Oysa Mart ayının son haftalarında bambaşka gelişmeler oluyordu; en çok da Cumhurbaşkanı Recep Tayyip Erdoğan ile AKP arasında artan gerilim konuşuluyordu. Doğru tahminleriyle isimlerini duyuran iki kamuoyu araştırma şirketi
SONAR ve MetroPOLL’ün son anketlerine göre AKP’nin oyları düşüyor, MHP ve
HDP’nin oyları yükseliyordu ve buna göre kararsız seçmenlerin oy oranları dağıtıldıktan sonraki sonuçlar yaklaşık olarak şöyleydi:
AKP yüzde 40-42
CHP yüzde 27
MHP yüzde 18
HDP yüzde 10
Kamuoyu araştırmalarının sonuçları seçmen yönelimlerini
belirlemede önemli tabi, ancak bir yandan da sadece yapıldığı zaman dilimi
içindeki seçmen davranışını gösterdiği için periyodik olarak tekrarlanması
gerekiyor.
31 Mart olayları yönetimdeki gerilimi unutturacak mı?

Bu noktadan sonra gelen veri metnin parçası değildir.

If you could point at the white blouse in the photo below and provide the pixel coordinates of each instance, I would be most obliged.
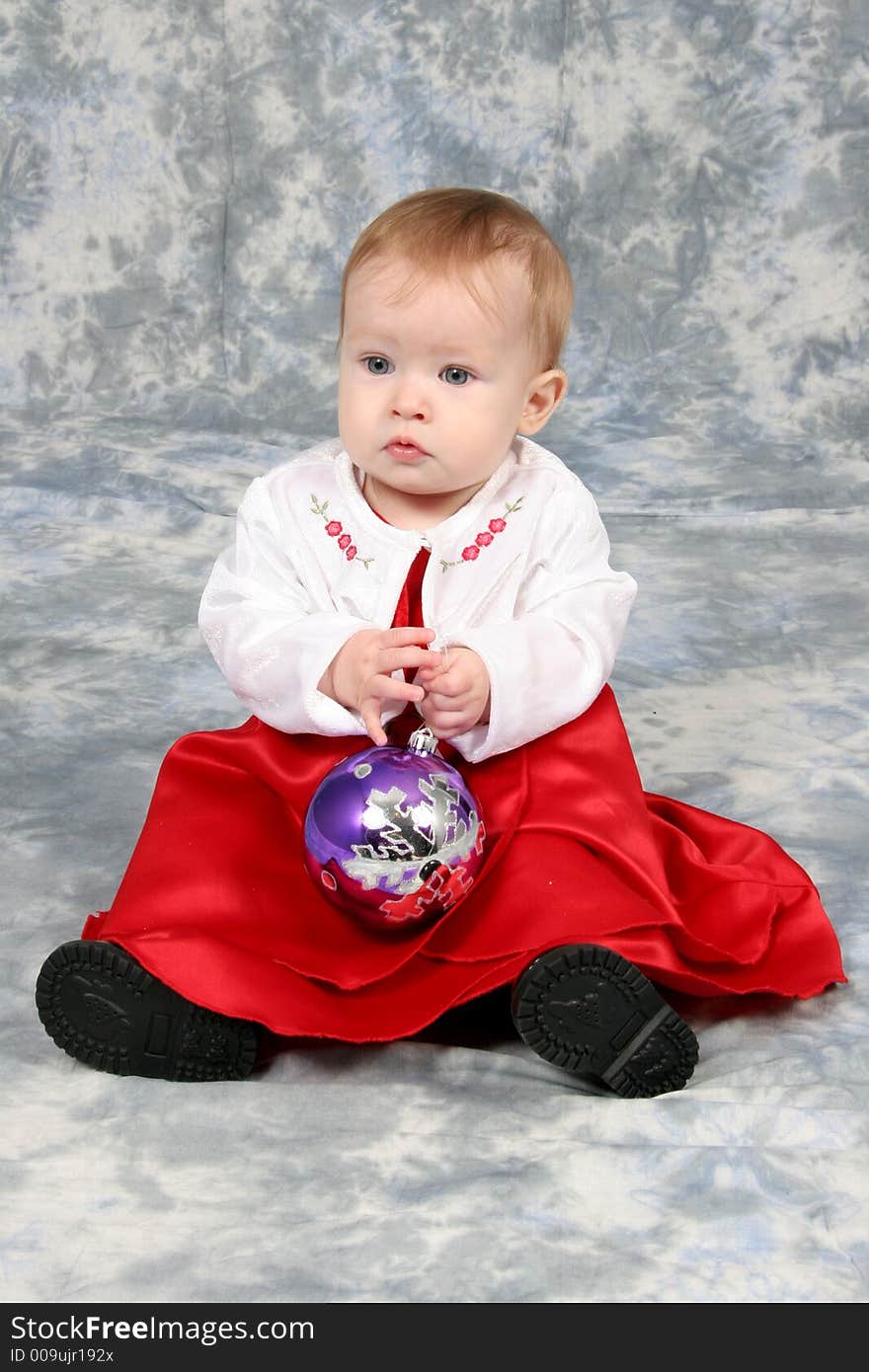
(520, 575)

31 Mart 2015 günü tarihe geçen olayların seçmen
davranışı üzerindeki etkilerini önümüzdeki dönemde çıkan kamuoyu
araştırmalarına bakarak izleyeceğiz. Ancak öncesinde şahit olduğumuz,
cumhurbaşkanı ve hükümet arasında gittikçe yükselen tansiyondu.
Şu günlerde görünen o ki, toplumdaki kutuplaşma
artıyor; bir kesim 31 Mart günü yaşananların hükümetin bir oyunu olabileceğine,
diğer bir kesim de yaşananların hükümete karşı komplo olduğuna inanmış durumda.
Bu arada hatırlatayım, Gezici Araştırma, Şubat
ayında AKP’nin oylarını yüzde 40’ın altında gösteren anket çalışmasının
yayınlanmasından sadece 24 saat sonra müfettiş teftişiyle karşılaşmıştı.
Şirketin sahibi Murat Gezici, zamanlamanın manidar olduğunu söylemişti.
Monday Talk söyleşilerim için daha önce görüştüğüm MetroPOLL
Başkanı Özer Sencar, son 6 aydır AKP oylarının azaldığını ve Mart ayında 41,8’e
inen AKP oylarının Gezi olaylarından beri buldukları en düşük oran olduğunu
belirtiyor.
Geçen yılın ortalarında görüştüğüm Sencar, kamuoyu araştırmalarına
göre halkın, parti ile bağları olmayan nötr bir cumhurbaşkanı görmek istediğini
söylemişti. Hatta bu oranı da yüzde 62 olarak vermişti.
Sencar’la 2014 Haziran ayındaki söyleşimizin İngilizcesi burada.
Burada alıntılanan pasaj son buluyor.